Hubo un momento de silencio pero, en contra de lo que temía Eutiques, Piripompo no explotó. Echando mano a su copa, dio un trago reposado y se tomó su tiempo antes de replicar.

—¿Esa es tu opinión? —dijo con suavidad—. Bueno, pero somos unos cuantos los que pensamos que esa plata es muy importan té y que no debemos dejar que se nos escape de las manos.

—Allá cada cual…, pero ¿qué tiene que ver todo esto conmigo?

—Como si no lo supieras, farsante. No hay griego que conozca como tú la sierra: quiero que hagas de guía a un grupo de persecución. Hay que recuperar ese pacto a cualquier precio.

—¿Un grupo de…? —sonrió lleno de desprecio—. ¿Con quiénes lo vas a formar? ¿Con esos bribones a los que das techo?

—Vuelvo a decirte que tus opiniones no me interesan lo más mínimo.

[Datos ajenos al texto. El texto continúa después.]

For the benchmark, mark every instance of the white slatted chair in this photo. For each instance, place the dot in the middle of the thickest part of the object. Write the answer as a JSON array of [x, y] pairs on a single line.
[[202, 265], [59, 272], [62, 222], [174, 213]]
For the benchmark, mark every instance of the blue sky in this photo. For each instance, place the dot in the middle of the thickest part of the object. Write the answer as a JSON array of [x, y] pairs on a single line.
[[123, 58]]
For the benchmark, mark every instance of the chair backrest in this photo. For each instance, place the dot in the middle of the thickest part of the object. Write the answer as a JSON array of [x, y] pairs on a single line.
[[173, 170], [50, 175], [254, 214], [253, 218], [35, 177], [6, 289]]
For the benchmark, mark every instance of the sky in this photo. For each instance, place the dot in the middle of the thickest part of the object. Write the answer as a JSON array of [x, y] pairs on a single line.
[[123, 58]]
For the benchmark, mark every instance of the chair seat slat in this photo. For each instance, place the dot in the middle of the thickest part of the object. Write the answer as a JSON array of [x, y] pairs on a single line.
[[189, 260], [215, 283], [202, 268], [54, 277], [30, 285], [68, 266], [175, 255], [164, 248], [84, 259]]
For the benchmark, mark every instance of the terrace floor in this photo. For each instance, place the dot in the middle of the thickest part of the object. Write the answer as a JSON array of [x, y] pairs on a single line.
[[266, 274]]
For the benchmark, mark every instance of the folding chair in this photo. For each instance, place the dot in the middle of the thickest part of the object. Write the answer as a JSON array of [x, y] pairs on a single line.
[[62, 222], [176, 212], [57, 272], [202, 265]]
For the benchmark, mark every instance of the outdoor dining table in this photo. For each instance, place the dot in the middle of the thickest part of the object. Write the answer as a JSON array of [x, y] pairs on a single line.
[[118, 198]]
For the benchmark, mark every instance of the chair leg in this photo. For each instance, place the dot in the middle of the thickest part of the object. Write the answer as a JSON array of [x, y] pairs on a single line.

Lo que yo quiero de ti es saber si vas o no a guiarlos.

Xanto descansó la zurda sobre el pomo de su espada, que le asomaba bajo el sobaco, mientras con la diestra se acariciaba la barba rubia, como sopesando la propuesta. Eutiques, reclinado entre las sombras, le contempló con interés, porque ya en su época de traficante por el interior había oído hablar acerca de aquel Xanto. Un griego que vivía desde hacía años entre los bárbaros, hablaba a la perfección sus lenguas, era respetado por sus jefes y hechiceros, y tenía un par de esposas entre ellos. Un personaje que tenía un algo de leyenda en la sierra, pero al que hasta entonces nunca había tenido ocasión de ver.

El guía cambió el peso de pie y Eutiques volvió a observarle, dando casi por supuesto que iba a declinar con alguna respuesta hiriente y preguntándose cómo reaccionaría Piripompo. Pero se equivocaba.

—Muy bien —aceptó, aunque con otra mueca desdeñosa—. Vamos a divertirnos: si esos gandules son capaces de formar una partida, cosa que hasta dudo, yo estoy dispuesto a hacer de explorador para ellos.